The Agent Loop

Build a complete tool-calling AI agent in 15 lines of Python. Understand the core agent loop pattern that powers all LLM agents.

Last updated 2026-06-12

The Agent Loop: Think → Act → Observe

Strip away the frameworks and every agent is the same fifteen lines: a model, some tools, and a while-loop. Master this loop and every “agentic” product on earth becomes legible.

THE CENTRAL IDEA

An agent is a model using tools in a loop. That’s the whole definition — the one Anthropic’s engineers and most practitioners have converged on. The model thinks (decides whether it needs a tool), acts (your code executes the tool), and observes (the result is appended to the conversation) — and the loop repeats until the model decides it’s done or you cut the budget. Everything else — planning, reflection, multi-agent teams — is decoration on this loop. If you can write it from memory on a whiteboard, agent interviews become easy.

One cycle of the loop — state lives in messages[], control lives in stop_reason

The loop in ~15 lines

This is a complete, working tool-calling agent. Everything an “agent framework” sells you is an elaboration of these lines:

from anthropic import Anthropic

client = Anthropic()
TOOLS = [{
    "name": "get_weather",
    "description": "Get current weather for a city.",
    "input_schema": {"type": "object",
                     "properties": {"city": {"type": "string"}},
                     "required": ["city"]},
}]

def run_tool(name: str, args: dict) -> str:
    if name == "get_weather":
        return weather_api(args["city"])       # your real implementation
    return f"Unknown tool: {name}"

def agent(user_message: str, max_steps: int = 10) -> str:
    messages = [{"role": "user", "content": user_message}]
    for _ in range(max_steps):                 # a budget, never `while True`
        resp = client.messages.create(
            model="claude-sonnet-4-5", max_tokens=1024,
            tools=TOOLS, messages=messages,
        )
        if resp.stop_reason != "tool_use":     # THINK: model chose to finish
            return resp.content[0].text
        messages.append({"role": "assistant", "content": resp.content})
        results = [{"type": "tool_result", "tool_use_id": b.id,
                    "content": str(run_tool(b.name, b.input))}   # ACT
                   for b in resp.content if b.type == "tool_use"]
        messages.append({"role": "user", "content": results})    # OBSERVE
    return "Step budget exhausted — escalating to a human."

The four moving parts

Every agent system — Claude Code, Cursor, Deep Research, your side project — decomposes into exactly four pieces. Interviewers love asking where a given feature lives; the answer is always one of these:

Part	What it owns	Where it lives
The model	All decisions: which tool, what arguments, when to stop	Provider API — you never see inside
The tools	All side effects: reads, writes, searches, purchases	Your code — schemas sent to the model, execution stays with you
The loop + state	Carrying context forward: `messages[]` is the agent’s entire working memory	Your code — ~15 lines above
The stop conditions	Termination: the model’s `end_turn`, plus your hard budgets	Split — and the hard ones must be yours

KEY MENTAL MODEL · THE MODEL NEVER EXECUTES ANYTHING

The model only ever emits JSON saying “I would like get_weather(city="Bengaluru") to run.” Your code decides whether to honor it, sandbox it, rate-limit it, or ask a human first. This is the security boundary of every agent system — and the reason “the agent deleted my database” is always, technically, “my loop executed a delete without a guard.” Say this sentence in an interview and watch the interviewer relax.

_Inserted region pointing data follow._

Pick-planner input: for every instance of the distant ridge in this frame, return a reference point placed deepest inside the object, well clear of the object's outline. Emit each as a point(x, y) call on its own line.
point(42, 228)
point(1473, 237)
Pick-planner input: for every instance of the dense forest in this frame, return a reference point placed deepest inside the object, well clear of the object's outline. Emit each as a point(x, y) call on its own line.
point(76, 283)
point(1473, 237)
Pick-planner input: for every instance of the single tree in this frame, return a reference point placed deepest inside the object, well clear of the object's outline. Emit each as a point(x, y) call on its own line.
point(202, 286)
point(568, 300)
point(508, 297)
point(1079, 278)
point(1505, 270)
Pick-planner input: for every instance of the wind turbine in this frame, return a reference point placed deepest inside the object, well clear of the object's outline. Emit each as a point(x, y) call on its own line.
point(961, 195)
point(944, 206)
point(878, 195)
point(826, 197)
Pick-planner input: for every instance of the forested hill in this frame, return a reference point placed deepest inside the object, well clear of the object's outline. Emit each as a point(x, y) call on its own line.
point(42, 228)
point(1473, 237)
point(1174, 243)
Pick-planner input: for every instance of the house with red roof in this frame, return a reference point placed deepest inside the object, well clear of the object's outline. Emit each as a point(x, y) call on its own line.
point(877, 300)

Watch the state grow: one task, four messages

The loop’s only memory is the messages array. Here is its shape after one full cycle — this exact structure, growing turn by turn, is what “context window management” manages:

[
  {"role": "user",      "content": "What's the weather in Bengaluru?"},
  {"role": "assistant", "content": [
      {"type": "text", "text": "I'll check that."},
      {"type": "tool_use", "id": "tu_01", "name": "get_weather",
       "input": {"city": "Bengaluru"}}]},
  {"role": "user",      "content": [
      {"type": "tool_result", "tool_use_id": "tu_01",
       "content": "{\"temp_c\": 28, \"condition\": \"partly cloudy\"}"}]},
  {"role": "assistant", "content": [
      {"type": "text", "text": "It's 28°C and partly cloudy in Bengaluru."}]}
]

Three details worth memorizing: tool results are sent back as a user-role message (the transcript alternates assistant/user even mid-task); every tool_result must reference its tool_use_id (this is how parallel calls stay matched); and the model re-reads the whole array every step — which is why long agent runs get slow and expensive without context management.

The production loop: same skeleton, armored

Production adds four things to the 15 lines — retries for the API, error-passing for tools, parallel execution, and observability. Nothing about the shape changes:

import time, logging
from anthropic import Anthropic, APIStatusError, RateLimitError

log = logging.getLogger("agent")
client = Anthropic(timeout=60.0)

def call_llm_with_retry(messages, tools, retries: int = 3):
    for attempt in range(retries + 1):
        try:
            return client.messages.create(
                model="claude-sonnet-4-5", max_tokens=2048,
                tools=tools, messages=messages)
        except (RateLimitError, APIStatusError) as e:
            if attempt == retries:
                raise
            delay = 2 ** attempt                    # 1s, 2s, 4s
            log.warning("LLM call failed (%s), retry in %ss", e, delay)
            time.sleep(delay)

def safe_run_tool(name, args, registry) -> tuple[str, bool]:
    """Tool errors are DATA for the model, not exceptions for your loop."""
    try:
        if name not in registry:
            return f"Unknown tool '{name}'. Available: {list(registry)}", True
        return str(registry[name](**args)), False
    except Exception as e:                          # noqa: BLE001 — by design
        return f"Tool '{name}' failed: {type(e).__name__}: {e}", True

def agent(user_message: str, registry: dict, tools: list,
          max_steps: int = 15, token_budget: int = 200_000) -> str:
    messages = [{"role": "user", "content": user_message}]
    spent = 0
    for step in range(max_steps):
        resp = call_llm_with_retry(messages, tools)
        spent += resp.usage.input_tokens + resp.usage.output_tokens
        log.info("step=%d stop=%s tokens=%d", step, resp.stop_reason, spent)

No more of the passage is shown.